Cowen breaks consensus, expects rough second-half for US chems

Author: Al Greenwood

2019/02/08

HOUSTON (ICIS)--The investment bank Cowen expects petrochemical companies will continue to face challenges in the second half of this year, breaking from the consensus that the market will stage a recovery from the slowdown in the fourth quarter.

Companies warned about slowing demand for their chemical products during their third- and fourth-quarter earnings announcements. However, several CEOs said a rebound will take place by the second half.

Cowen disagreed, saying that the challenges are too widespread.

"It has been 11-12 years since we were so universally ambivalent about owning chemical shares," the investment bank said in a research note.

CHALLENGES IN H2 2019
Cowen warned about several trends working against a rebound in the second half.

- Companies will start up even more plants in 2019, causing supply to grow faster than demand. This is on top of all of the new plants that the industry added in 2017-2018.

- New ethylene plants will start up in quick succession to one another, causing a sudden spike in demand for ethane. That sudden spike will increase raw material costs – all while supply is increasing.

- Lower oil prices will reduce the feedstock advantage that US producers have over foreign competitors, especially given the expected rise in ethane costs.

- New players are entering the US polyethylene (PE) market, a phenomena that is typically disruptive since these new entrants are eager to build market share.

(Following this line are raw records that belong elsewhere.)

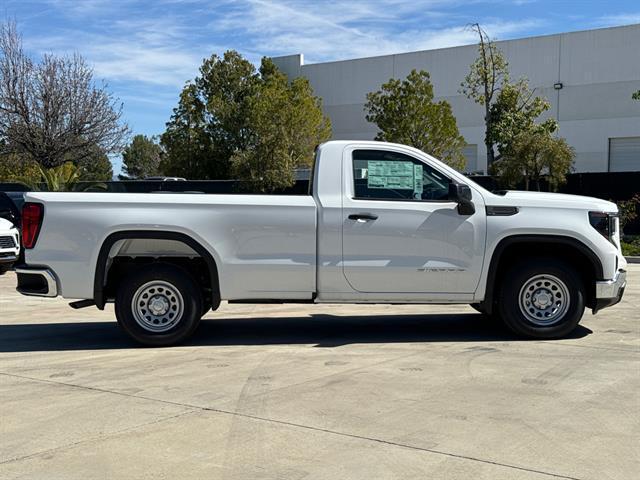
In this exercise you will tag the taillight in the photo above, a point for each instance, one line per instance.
(31, 221)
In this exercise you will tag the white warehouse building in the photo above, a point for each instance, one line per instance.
(587, 76)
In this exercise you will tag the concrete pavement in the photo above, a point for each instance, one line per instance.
(317, 392)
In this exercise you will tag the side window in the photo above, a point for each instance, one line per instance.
(384, 175)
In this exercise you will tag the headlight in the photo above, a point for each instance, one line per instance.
(605, 223)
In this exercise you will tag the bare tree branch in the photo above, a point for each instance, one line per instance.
(52, 110)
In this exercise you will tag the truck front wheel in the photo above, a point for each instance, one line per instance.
(542, 298)
(160, 305)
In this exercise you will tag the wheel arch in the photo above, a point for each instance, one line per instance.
(100, 276)
(549, 245)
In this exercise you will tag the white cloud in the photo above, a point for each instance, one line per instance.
(621, 19)
(164, 43)
(346, 29)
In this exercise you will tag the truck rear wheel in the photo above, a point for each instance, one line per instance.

- Companies are starting up new plants in the US at a time of rising trade tensions with China. The result is causing US producers to lower prices to gain market share in alternative markets.

- Slower growth in the global economy will make it more difficult for foreign markets to absorb new US supplies. Slower growth could also drag down demand within the US.

- Given the decline in prices, producers will confront a dilemma. They can lower production rates and contend with the resulting rise in production costs. Or they can maintain production rates and further expose themselves to lower prices. Companies lose in either scenario.

Cowen's report paints a gloomy scenario for US chemical producers.

A scramble to place product during the recent contract season likely led to better terms for buyers, Cowen said. The fallout from these terms will likely linger into 2020, since these contracts typically last one to three years.

During the fourth quarter, producers likely lowered prices to a much greater extent than what was reported, Cowen said.

For PE, prices likely fell by an average of 7-9 cents/lb ($154-198/tonne) after November and December price concessions, Cowen said. In some isolated one-time deals, those reductions exceeded 10 cents/lb.

That compares with the 6 cents/lb that was reported, Cowen said.

So far, there is little sign of prices rebounding, according to the bank. "We believe it could take much of Q1 2019 to get pricing to settle and that price gains typically seen in Q2 may be dampened by the macro/oil/capacity environment."

Overall, the second half will be challenging, and expectations of a recovery are underestimating the difficulties being faced by the chemical industry, Cowen said.

'NOT TAKING A WIDE ENOUGH VIEW'
This is a sharp break from the outlook that companies shared during the earnings season. Many CEOs said that the industry will start to bounce back after the Lunar New Year, and a recovery will being in earnest by the second half of the year.

Cowen disagrees. Companies are only recognising the direct challenges that could disrupt their business, it said. They are not digging deeper into secondary and tertiary threats to their businesses.

"This is the heart of our disagreement with the broader view of a H2 2019 recovery," Cowen said. "We believe that the industry is not taking a wide enough view of the hurdles it faces to move to recovery."

These indirect effects are not readily apparent. For example, the oversupply of ethylene and PE will also affect demand for methanol, given its use as feedstock for methanol-to-olefin (MTO) plants, Cowen said. Worsening MTO economics will lower demand for methanol, caused prices to fall.

Lower methanol would then work its way through the acetyls chain, affecting prices for acetic acid and downstream products.

Cowen is breaking from consensus in other significant ways. Unlike many chemical companies, Cowen is not blaming the slowdown in China solely on trade.

Yes, the trade dispute between the US and China hurt growth, but the situation was already deteriorating before tariffs became an issue, Cowen said.

Rising demand in the US could offset some of these challenges. However, US ethylene demand has already increased by 7.8% in 2017 and 13.8% in 2018, Cowen said. Given the rise in output, demand growth in 2019 will have to exceed that in 2018 in order to maintain operating rates. Likewise, demand in 2020 will have to exceed that in 2017, Cowen said.

It is doubtful that the US can continue to repeat its strong performance from 2017 and 2018 in what will likely be a weaker economy, Cowen said.

More problems could pop up beyond the challenges specified by Cowen, the bank said. Company-specific issues could force them to reduce capacity.

"The situation does not seem to lend itself to a H2 2019 recovery," Cowen said. "In our view the best we can hope for is that the market is stabilising by Q4 2019, though it is far from assured."